Zoo creates rain storms to help lemur leaf frog breed

Keepers have bred a critically endangered colour-changing frog by using artificial rain storms.
It is the first time the lemur leaf frog, found mainly in the rainforests of Costa Rica and Panama, has been bred at Paignton Zoo in Devon, England.
A team from the zoo prepared a rain chamber using a water pump and timer system to make it rain every few hours during the day.
The rainfall and humidity helped replicate the kind of conditions the frogs would encounter at the start of the wet season, when they breed.
Andy Meek, a keeper from the zoo's lower vertebrates and invertebrates department, said: "We have a total of 18 tadpoles, a number of which have now become full froglets.
"We also have 10 adults. The species is critically endangered. There is a studbook currently being set up to manage this species in Europe.
"This is a first for Paignton Zoo, so I'm really pleased."
The zoo is one of only four collections in the UK working with the species.
Lemur leaf frogs are slender and lime green, with bulging eyes and no webbing on their hands or feet.

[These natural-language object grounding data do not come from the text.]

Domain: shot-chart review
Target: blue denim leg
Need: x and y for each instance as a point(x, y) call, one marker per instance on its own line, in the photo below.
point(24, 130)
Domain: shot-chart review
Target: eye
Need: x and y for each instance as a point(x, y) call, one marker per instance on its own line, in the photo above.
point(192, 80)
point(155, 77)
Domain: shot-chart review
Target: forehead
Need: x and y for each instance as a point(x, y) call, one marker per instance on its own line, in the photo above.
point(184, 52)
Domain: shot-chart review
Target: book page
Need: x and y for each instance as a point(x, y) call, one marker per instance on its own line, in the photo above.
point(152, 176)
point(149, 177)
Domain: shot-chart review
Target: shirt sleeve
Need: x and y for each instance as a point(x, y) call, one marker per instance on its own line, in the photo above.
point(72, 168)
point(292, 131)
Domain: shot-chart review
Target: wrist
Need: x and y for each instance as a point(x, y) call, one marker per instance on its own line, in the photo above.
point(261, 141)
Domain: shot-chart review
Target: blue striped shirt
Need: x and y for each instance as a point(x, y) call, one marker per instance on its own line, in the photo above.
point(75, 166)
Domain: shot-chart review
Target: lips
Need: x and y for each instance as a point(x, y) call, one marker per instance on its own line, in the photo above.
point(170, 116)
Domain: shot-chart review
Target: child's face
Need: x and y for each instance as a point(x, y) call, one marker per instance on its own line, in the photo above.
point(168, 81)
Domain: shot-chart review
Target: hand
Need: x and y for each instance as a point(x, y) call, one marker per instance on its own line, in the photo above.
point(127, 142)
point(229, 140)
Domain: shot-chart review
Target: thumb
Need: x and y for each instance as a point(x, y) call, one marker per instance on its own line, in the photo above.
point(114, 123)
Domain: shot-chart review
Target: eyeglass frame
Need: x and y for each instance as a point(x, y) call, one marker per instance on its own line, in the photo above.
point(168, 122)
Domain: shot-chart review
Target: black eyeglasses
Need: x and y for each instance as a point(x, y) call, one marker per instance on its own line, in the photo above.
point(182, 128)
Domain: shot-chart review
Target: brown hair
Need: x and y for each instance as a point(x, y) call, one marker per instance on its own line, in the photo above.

They are nocturnal tree frogs associated with sloping areas in humid lowland and forest.
The eggs are usually deposited on leaves, with the larvae either washing off or falling into water.
Lemur leaf frogs can change colour - they are light green during the day while resting and turn reddish-brown at night when active.
The species was once considered to be reasonably common in Costa Rica but most populations have now disappeared.
These declines are probably due to chytrid fungus, which causes death in amphibians around the world.